Soichiro Ohnami,1 Mitsuharu Endo,2 Satoshi Hirai,1 Naofumi Uesaka,1 Yumiko Hatanaka,1 Toshihide Yamashita,2 and Nobuhiko Yamamoto1

1Laboratory of Cellular and Molecular Neurobiology, Graduate School of Frontier Biosciences, and 2Department of Molecular Neuroscience, Graduate School of Medicine, Osaka University, Suita, Osaka 565-0871, Japan

Correspondence should be addressed to Nobuhiko Yamamoto, Laboratory of Cellular and Molecular Neurobiology, Graduate School of Frontier Biosciences, Osaka University, Suita, Osaka 565-0871, Japan. Email: nobuhiko{at}fbs.osaka-u.ac.jp

During development, axon branching is influenced by sensory-evoked and spontaneous neural activity. We studied the molecular mechanism that underlies activity-dependent branch formation at horizontally elongating axons (horizontal axons) in the upper cortical layers, focusing on Rho family small GTPases. Axonal labeling with enhanced yellow fluorescent protein showed that horizontal axons formed several branches in organotypic slice cultures.

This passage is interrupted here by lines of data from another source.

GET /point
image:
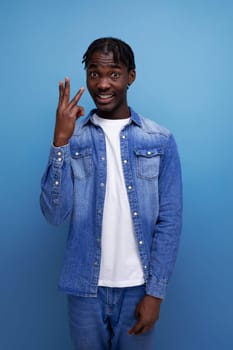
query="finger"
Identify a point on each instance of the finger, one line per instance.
(78, 111)
(66, 95)
(61, 92)
(77, 97)
(143, 330)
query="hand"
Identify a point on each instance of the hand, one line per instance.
(67, 113)
(147, 313)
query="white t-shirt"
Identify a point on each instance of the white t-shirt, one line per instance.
(120, 261)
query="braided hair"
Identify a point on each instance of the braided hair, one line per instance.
(121, 51)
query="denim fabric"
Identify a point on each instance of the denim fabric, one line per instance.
(103, 322)
(74, 184)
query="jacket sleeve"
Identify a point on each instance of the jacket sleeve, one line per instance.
(168, 226)
(56, 199)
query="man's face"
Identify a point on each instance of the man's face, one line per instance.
(107, 82)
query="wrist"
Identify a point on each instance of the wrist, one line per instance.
(60, 142)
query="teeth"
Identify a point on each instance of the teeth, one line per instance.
(105, 96)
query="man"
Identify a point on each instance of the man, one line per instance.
(118, 175)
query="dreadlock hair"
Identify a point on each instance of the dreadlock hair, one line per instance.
(121, 51)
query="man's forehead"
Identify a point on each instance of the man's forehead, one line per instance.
(99, 58)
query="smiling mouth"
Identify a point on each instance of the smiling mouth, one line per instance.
(104, 97)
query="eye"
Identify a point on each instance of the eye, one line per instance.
(115, 75)
(93, 75)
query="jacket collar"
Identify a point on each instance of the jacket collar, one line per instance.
(134, 117)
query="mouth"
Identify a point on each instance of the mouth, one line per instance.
(104, 98)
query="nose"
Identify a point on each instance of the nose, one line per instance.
(103, 84)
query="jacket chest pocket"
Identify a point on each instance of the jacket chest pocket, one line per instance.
(82, 163)
(147, 163)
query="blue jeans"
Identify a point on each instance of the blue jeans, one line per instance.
(102, 322)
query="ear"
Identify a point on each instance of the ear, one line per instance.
(132, 76)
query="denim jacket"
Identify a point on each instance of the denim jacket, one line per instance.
(74, 184)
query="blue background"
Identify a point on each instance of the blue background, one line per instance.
(184, 58)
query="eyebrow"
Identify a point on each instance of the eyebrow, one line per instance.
(95, 65)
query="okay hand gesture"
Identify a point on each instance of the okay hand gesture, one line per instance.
(67, 113)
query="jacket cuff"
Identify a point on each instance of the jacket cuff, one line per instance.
(156, 287)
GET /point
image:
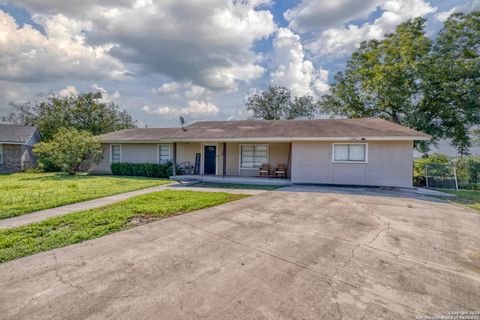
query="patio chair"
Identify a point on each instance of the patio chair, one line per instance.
(264, 170)
(281, 171)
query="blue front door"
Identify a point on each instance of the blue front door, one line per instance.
(210, 159)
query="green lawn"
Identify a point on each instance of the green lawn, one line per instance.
(468, 198)
(28, 192)
(80, 226)
(233, 186)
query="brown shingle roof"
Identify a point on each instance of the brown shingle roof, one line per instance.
(264, 129)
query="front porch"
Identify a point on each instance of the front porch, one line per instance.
(233, 180)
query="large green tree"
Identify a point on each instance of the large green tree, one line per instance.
(277, 103)
(84, 112)
(432, 86)
(69, 150)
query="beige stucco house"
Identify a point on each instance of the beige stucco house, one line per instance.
(369, 151)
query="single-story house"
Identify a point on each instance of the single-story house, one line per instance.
(368, 151)
(16, 147)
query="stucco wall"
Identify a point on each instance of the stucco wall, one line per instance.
(390, 163)
(277, 153)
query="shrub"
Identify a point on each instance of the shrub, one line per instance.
(152, 170)
(419, 167)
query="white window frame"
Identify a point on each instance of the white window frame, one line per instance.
(169, 151)
(350, 161)
(250, 144)
(111, 153)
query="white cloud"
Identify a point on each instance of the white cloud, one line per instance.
(206, 42)
(292, 70)
(177, 90)
(314, 15)
(470, 6)
(83, 8)
(28, 55)
(68, 91)
(195, 109)
(339, 41)
(106, 95)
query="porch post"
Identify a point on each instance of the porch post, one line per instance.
(174, 159)
(224, 167)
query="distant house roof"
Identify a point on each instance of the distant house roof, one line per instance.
(272, 130)
(16, 134)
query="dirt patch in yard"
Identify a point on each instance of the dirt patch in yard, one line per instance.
(141, 219)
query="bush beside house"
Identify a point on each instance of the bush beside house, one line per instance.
(152, 170)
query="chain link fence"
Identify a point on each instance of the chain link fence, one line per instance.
(452, 176)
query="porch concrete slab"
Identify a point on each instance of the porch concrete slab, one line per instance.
(233, 180)
(277, 255)
(191, 187)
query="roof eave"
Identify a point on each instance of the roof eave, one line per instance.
(274, 139)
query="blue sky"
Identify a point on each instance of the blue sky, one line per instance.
(159, 59)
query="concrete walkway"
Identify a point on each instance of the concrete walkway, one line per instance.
(80, 206)
(96, 203)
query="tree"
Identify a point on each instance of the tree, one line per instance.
(84, 112)
(277, 103)
(69, 149)
(408, 79)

This branch formation was considerably increased by introducing constitutively active RhoA and was slightly inhibited by dominant-negative RhoA. Activators and inhibitors of endogenous RhoA signaling also promoted and inhibited branching, respectively. Daily imaging of horizontal axon growth further demonstrated that constitutively active RhoA increased the dynamic addition and loss of branches. Moreover, the amount of active RhoA relative to the total amount of RhoA was examined by a pull-down assay in cortical slices treated with sodium channel or glutamate receptor blockers to reduce neural activity. Activity blockade significantly decreased active RhoA compared with normal culture conditions, in which spontaneous firing is prominent. These findings suggest that RhoA signaling acts as a positive regulator for activity-dependent axon branching in cortical neurons.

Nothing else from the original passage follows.